太田光は二年ほど前に「たけしの教育白書」という番組の座談会に於いて「笑いはイジメではないか、我々はイジメで笑っているのではないか、笑いとイジメの違いが自分には分からないままやっている」という主旨の発言をしていました。

2010-02-14 06:31:40
@yuno1986

それに対してその場にいた東国原氏とたけしは「笑いはイジメではない、笑いというのはいじる側にも受け手にもテクニックが必要だし、それを素人が安易にやるとイジメになる可能性があるけれどプロはそうではない」という発言をしていた。

2010-02-14 06:33:45
@yuno1986

その場は話がまた違うものにすぐ変わっていってしまったのでそれ以上の議論にはならなかったけれど、僕はあの場での太田の危うい発言には救われる部分があったし、あれはかなり本質的な話であったと思います。

2010-02-14 06:34:59
@yuno1986

「笑いはイジメではない、そこにはいじる側と受け手のテクニックがある」という話は萩本欽一の口からも聞いたことがあります。でも僕はそこには欺瞞を感じる。
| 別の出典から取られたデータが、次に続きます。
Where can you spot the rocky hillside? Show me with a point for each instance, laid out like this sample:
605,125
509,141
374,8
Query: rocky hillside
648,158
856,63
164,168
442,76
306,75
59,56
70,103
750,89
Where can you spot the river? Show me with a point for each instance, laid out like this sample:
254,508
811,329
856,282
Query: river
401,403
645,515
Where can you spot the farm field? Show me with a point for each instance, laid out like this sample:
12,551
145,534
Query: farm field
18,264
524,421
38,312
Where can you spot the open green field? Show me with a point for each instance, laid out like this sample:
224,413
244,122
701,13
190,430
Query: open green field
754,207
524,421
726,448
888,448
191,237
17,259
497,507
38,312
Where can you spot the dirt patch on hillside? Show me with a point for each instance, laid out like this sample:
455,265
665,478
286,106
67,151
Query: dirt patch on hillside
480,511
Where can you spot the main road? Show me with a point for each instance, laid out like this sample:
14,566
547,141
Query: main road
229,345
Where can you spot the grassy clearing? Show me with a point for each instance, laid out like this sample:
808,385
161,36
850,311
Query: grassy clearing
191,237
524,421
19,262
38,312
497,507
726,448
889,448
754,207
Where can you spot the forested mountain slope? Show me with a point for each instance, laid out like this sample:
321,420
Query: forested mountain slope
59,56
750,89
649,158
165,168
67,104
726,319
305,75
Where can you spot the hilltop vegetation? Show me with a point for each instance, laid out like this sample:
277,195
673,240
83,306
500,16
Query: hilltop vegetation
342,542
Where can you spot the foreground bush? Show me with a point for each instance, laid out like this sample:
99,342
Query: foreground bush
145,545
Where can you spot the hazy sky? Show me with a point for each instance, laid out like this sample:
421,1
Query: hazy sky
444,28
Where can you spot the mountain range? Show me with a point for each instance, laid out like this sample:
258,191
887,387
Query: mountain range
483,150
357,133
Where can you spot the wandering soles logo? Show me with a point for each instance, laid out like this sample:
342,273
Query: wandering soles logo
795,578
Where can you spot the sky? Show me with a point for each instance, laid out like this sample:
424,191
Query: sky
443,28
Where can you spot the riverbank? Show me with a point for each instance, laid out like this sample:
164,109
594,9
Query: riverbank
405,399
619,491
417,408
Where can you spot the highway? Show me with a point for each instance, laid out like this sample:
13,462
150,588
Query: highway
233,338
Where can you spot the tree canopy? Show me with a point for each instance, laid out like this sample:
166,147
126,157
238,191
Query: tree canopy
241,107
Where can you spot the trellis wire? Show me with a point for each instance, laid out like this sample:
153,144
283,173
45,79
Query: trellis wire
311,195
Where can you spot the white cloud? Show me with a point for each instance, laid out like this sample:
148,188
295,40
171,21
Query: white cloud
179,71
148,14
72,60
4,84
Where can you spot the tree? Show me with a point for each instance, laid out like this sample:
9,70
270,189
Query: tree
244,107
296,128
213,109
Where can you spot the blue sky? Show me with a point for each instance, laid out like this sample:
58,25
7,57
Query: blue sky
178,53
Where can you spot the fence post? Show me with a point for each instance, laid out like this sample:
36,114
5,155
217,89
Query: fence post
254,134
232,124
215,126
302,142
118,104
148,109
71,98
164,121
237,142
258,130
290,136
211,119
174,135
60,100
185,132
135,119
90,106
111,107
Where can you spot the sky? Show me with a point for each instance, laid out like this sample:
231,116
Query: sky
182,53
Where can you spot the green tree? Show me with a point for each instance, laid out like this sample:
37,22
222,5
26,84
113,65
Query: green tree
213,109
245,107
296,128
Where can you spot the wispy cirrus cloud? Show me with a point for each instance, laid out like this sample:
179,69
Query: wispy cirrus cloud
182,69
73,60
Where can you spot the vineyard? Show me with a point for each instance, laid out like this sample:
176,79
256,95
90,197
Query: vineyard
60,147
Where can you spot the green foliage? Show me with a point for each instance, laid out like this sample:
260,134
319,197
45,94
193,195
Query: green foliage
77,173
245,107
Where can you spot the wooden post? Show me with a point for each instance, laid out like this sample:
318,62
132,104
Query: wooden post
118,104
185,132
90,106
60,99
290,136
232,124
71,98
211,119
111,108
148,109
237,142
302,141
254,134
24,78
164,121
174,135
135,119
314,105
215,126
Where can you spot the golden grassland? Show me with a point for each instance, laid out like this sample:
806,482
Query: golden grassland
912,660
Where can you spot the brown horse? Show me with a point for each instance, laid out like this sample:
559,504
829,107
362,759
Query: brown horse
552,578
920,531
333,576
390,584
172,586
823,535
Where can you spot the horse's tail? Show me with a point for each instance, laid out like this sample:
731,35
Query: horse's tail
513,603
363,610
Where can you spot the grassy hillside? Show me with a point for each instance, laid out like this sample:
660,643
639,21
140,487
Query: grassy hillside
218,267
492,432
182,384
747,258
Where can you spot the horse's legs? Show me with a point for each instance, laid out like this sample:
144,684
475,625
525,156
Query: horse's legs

イジメで笑う可能性は充分にあると思うし、笑いは時にイジメを内包していると思う。

2010-02-14 06:36:13
@yuno1986

チャップリンの「街の灯」にはチャップリン演じるプライドの高いお馴染みの浮浪紳士が登場します。彼は街の少年たちに苛められる。同時に、あまりフューチャーされていないけれど、彼が劇中で市井の通行人に暴力をふるうシーンも出てきます。彼は映画の中で花を売る盲目の少女に恋をする。

2010-02-14 06:38:30
@yuno1986

彼女は浮浪紳士のお陰で盲目が治る(彼女は盲目なので彼が浮浪者であるとは知らない)。映画のラストで、目が見えるようになった彼女は花屋で働き、たまたま近くで街の子供に苛められる浮浪者を見て純粋に笑う。そのあと彼女はその浮浪者が実は自分の盲目を治してくれた紳士であることに気付く。

2010-02-14 06:39:13
@yuno1986

「あなたでしたの」という彼女の言葉とショックを受けた表情と共に映画はハッピーエンドともバッドエンドとも付かずに終わっていく。これをハッピーエンドと捉える向きもあります。しかし、太田光はこのラストをバッドエンドと捉えている。そしてその上でこの映画は素晴らしいと言う。